カグツチ塔 402階
「フトミミさん!」
話が、あるんだ、と、君が私を呼ぶ。
どこか硬い表情、無理に温度を下げた声、珍しく視線を逸らしたままの君が続ける言葉を。
――― 私は、もう、知っている。
「・・・ここで、別れよう」
仲魔から、外れてくれないか、と、君は言う。

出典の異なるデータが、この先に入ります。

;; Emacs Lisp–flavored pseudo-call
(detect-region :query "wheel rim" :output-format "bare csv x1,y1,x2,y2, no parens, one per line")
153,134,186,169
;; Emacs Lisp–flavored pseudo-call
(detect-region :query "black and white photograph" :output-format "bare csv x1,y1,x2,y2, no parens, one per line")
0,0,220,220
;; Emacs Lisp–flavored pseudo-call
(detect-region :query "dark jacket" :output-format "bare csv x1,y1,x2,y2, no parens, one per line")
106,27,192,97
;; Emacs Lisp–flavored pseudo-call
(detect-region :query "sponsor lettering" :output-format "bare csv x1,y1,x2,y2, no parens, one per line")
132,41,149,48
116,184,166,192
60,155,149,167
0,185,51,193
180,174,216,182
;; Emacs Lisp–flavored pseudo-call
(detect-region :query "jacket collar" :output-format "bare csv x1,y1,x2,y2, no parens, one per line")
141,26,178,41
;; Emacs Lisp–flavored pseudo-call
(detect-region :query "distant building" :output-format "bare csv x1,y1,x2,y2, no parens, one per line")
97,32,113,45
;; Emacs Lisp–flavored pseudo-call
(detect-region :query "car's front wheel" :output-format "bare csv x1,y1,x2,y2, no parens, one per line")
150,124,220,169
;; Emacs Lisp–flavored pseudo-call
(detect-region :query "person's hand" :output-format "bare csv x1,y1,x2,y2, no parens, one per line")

辛そうな声で。
ああ。この光景を、何度も見たことか、と、私は思う。
「・・・理由を、尋ねてもいいだろうか、人修羅」
そして、私もまた、この台詞を、何度も言った。夢見の中で。
「り、ゆう?」
そう復唱して、君が困ったように言葉を詰まらせるのも、・・・何度も。
◇◆◇
「あ、新しい仲魔を造りたくて・・・ストックを開けたいんだ。・・・だから」
下手な嘘。君は私の前だけでは、嘘が下手だ。いつも。
その事実に気付いたとき、どれだけ私が嬉しく感じたか、きっと君は知らない。
「私に嘘は通じない。人修羅」
「・・・っ」
だから、本当のことを言って、ほしい。
「私が、疎ましくなったのだろうか?」
「ちがっ!」
意地悪な質問と分かっていて、それを問う己は何と愚かな。
けれど、そうやって、必死に否定してくれる君を見れるこの、歪な喜びは、どうしたことか。
「ならば、何故?」
「・・・」
暫くの沈黙の後に返る、何度も聞いた理由。
優しい、残酷な、理由。
「マネカタの、誰かが、さ。言ってたんだ」
ここってなんか街っぽくて、アサクサを思い出すね・・・って。
「・・・」
沈黙した私に乗じるように重ねられる、言い訳。
「俺も、そう、思った、んだ」
・・・俺は、うっかり、貴方を。貴方の魂を鈴の音で覚ましてしまった、けど。
せっかく安らかに眠っていた、貴方を、俺のエゴだけで戦いの日々に巻き込んでしまった、けど。
ここなら。・・・プライドの高い悪魔ばかりで、弱いマネカタなんか襲ったりしないこの、場所なら。
アサクサみたいに貴方を慕うマネカタがたくさん居るここなら。貴方を置いていける。・・・安心して。
だから。
「後は、俺が、やるから」
全部のコトワリを否定して、皆が生きていく道を探して、みるから。・・・だから。ここで。
「だから、私をここで捨てる、と言うのか?人修羅」
「捨・・・てる?」
「そうだろう?」
ふ。所詮は土塊の身。君が玉響の美しき音色で魂をこめてくれただけの、人形。
主人に飽きられれば、捨てられても、仕方が無い。か。
「ち、が、違う!俺、は、俺はフトミミさんが、大事だから、・・・だからっ!」
もう戦ったりしないで、ここで、前みたいに皆と平和に過ごしてくれればって!
必死で言い募る、愛しい君を見ながら、いつかの女の言葉を思い出す。
確か、こう、言っていたか。
「思い上がった泥人形・・・・・・。生まれてきた意味を取り違えて・・・・・・」と。